Questa la carrellata di novità a fronte delle quali ciò che il Consiglio dei Ministri ha tenuto a precisare è che le misure proposte “non segnano affatto un generalizzato depotenziamento della risposta giudiziaria” presupponendo sempre e comunque una valutazione da parte del giudice, tenuto conto anche del fatto che il Decreto in questione lascia inalterate le misure di rigore nei confronti delle forme più aggressive di criminalità organizzata, mentre gli istituti di favore introdotti non impediscono, in caso di successive condotte negative da parte dei beneficiari, di attivare efficaci meccanismi reattivi, impedendo ogni successivo accesso a soluzioni di tipo premiale.
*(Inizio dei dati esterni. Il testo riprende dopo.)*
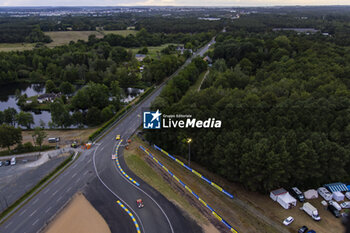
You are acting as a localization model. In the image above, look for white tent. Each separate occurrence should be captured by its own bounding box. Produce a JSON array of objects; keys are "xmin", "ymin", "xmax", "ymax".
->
[
  {"xmin": 333, "ymin": 191, "xmax": 345, "ymax": 201},
  {"xmin": 304, "ymin": 189, "xmax": 318, "ymax": 199},
  {"xmin": 277, "ymin": 192, "xmax": 297, "ymax": 209}
]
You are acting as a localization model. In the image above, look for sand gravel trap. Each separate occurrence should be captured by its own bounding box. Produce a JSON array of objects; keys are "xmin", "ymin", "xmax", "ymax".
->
[{"xmin": 46, "ymin": 194, "xmax": 111, "ymax": 233}]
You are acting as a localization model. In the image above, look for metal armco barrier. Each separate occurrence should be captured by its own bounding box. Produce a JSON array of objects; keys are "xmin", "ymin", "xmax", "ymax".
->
[
  {"xmin": 153, "ymin": 145, "xmax": 233, "ymax": 199},
  {"xmin": 117, "ymin": 200, "xmax": 141, "ymax": 233},
  {"xmin": 140, "ymin": 146, "xmax": 238, "ymax": 233},
  {"xmin": 112, "ymin": 139, "xmax": 140, "ymax": 186}
]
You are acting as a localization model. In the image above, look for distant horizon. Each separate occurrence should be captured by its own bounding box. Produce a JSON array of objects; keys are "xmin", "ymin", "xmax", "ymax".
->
[
  {"xmin": 0, "ymin": 3, "xmax": 350, "ymax": 8},
  {"xmin": 0, "ymin": 0, "xmax": 350, "ymax": 7}
]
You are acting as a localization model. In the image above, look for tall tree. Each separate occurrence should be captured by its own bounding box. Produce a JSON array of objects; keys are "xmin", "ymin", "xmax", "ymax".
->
[
  {"xmin": 16, "ymin": 112, "xmax": 34, "ymax": 129},
  {"xmin": 0, "ymin": 125, "xmax": 22, "ymax": 151},
  {"xmin": 32, "ymin": 127, "xmax": 47, "ymax": 151},
  {"xmin": 4, "ymin": 108, "xmax": 17, "ymax": 126}
]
E allora, a questo punto, appare lecito chiedersi come quell’inasprimento ulteriore del regime previsto dal 41-bis paventato da Angelino Alfano potrebbe trovare una giusta collocazione alla luce di quanto fin qui scritto. Perché se l’adozione di questo Decreto è diventata improcrastinabile proprio a motivo della denuncia, da parte della Comunità Europea, del mancato rispetto da parte del nostro sistema di quelli che sono i diritti fondamentali della persona, come è pensabile che, pur non avendo modificato ora un regime già considerato al limite della tortura, questi possa in futuro contemplare ulteriori restrizioni senza che per tale via l’Italia incorra immediatamente in una sfilza di sanzioni? Ma, soprattutto, siamo sicuri che nuove limitazioni eliminerebbero il problema alla radice? Se ad oggi, ancora, certi esponenti della malavita riescono nel loro intento di commissionare omicidi e impartire ordini nonostante tutte le privazioni alle quali sono sottoposti o dovrebbero essere sottoposti, sarebbe forse il caso di interrogarsi se non ci siano piuttosto delle falle all’interno di un sistema che, sulla carta, dovrebbe funzionare alla perfezione. E questo perché qualunque altra soluzione non appare possibile se non andando a ledere quel pacchetto di diritti costituzionalmente garantiti che devono necessariamente essere riconosciuti e salvaguardati anche quando ci si scontra con chi si è macchiato e vantato per delitti atroci. Nella scelta del nostro Paese di non ricorrere più alla pena di morte si è incardinato un processo di civiltà che ha segnato anche in maniera indelebile i limiti oltre i quali non ci si può e non ci si deve spingere e sarebbe molto più produttivo che le istituzioni si impegnassero nel fare bene con gli strumenti che già ci sono piuttosto che andare in cerca di altro visto che, se un individuo come Riina, ancora riesce a far battere lo Stato in ritirata fare la voce grossa non rende la sconfitta meno cocente.